IE doesn't lock down

See correction below

WE'VE SPENT years teaching users that their passwords and credit card numbers are secure on the Web as long as a little lock icon appears in the status bar of their browser windows.

Now it turns out that this isn't true. Microsoft Internet Explorer Versions 5.0 (released in 1999), 5.5, and today's 6.0 don't fully support SSL, according to Mike Benham, a white-hat security expert. SSL is the security technology that the lock icon visually assures us is enabled.

Benham posted an explanation last month on Bugtraq, a security forum. Numerous other professionals have confirmed the hole. Please read SecurityFocus HOME Mailing List: BugTraq

The issue lies with SSL certificates. These are assigned to e-commerce Web sites by "certificate authorities" such as VeriSign, Thawte, and several other companies. When used properly, these digitally signed certificates verify that your browser is communicating with a known Web site and that no one else can intercept and read your data.

The recipient of a certificate, however, can generate an "intermediate" certificate labeled Amazon.com, PayPal.com, or any other name. Benham says the Netscape and Mozilla browsers correctly check that the entire "chain" of certificates is valid but, amazingly, IE does not.

This permits a "man-in-the-middle" attack. An unscrupulous worker at an ISP, for example, could watch IE users' credit card numbers and passwords flow by, then use them or sell them.

Steve Fallin, director of the rapid response team for WatchGuard Technologies ( http://www.watchguard.com ), says this is "a pretty fundamental cryptographic flaw." He added, "If it's confirmed that it's been a flaw for three years, then it's pretty serious."

David Graves, engineering manager of Descan.net, explains that the fault lies with Windows itself, which Netscape and others don't draw upon for SSL services. "A unique fix for each Windows version will need to be developed," he says.

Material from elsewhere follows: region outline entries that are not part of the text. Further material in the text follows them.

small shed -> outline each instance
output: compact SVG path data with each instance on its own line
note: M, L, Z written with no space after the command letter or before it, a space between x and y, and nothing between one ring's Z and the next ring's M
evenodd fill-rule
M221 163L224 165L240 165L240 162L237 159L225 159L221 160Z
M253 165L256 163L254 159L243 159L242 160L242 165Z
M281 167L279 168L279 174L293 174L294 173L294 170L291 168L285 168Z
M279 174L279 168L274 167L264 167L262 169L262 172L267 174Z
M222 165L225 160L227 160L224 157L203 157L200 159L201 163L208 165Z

Steve Lipman, Microsoft's director of security assurance, confirmed in an interview that the company is developing patches for all supported versions of Windows, back to Windows 98.

Microsoft's response is at http://www.microsoft.com/technet/security/news/IARWSV.asp . The notice says exploiting the flaw would be "difficult." But Benham replies that such attacks are simple and well known. "If they were so difficult," he points out, "nobody would need SSL to begin with."

It's true that your credit card is at risk every time you give it to a waiter, and there's a $50 fraud limit. But companies that rely on SSL for more than ordering pizza have real cause for alarm.

Starting immediately, all e-commerce sites have a duty to warn vulnerable IE users to switch to another browser for sensitive transactions. That may be inconvenient, but it eliminates the danger.

Correction

In "IE doesn't lock down" (see Sept. 2, page 20), we misreported the name of Steve Lipner, Microsoft's director of security.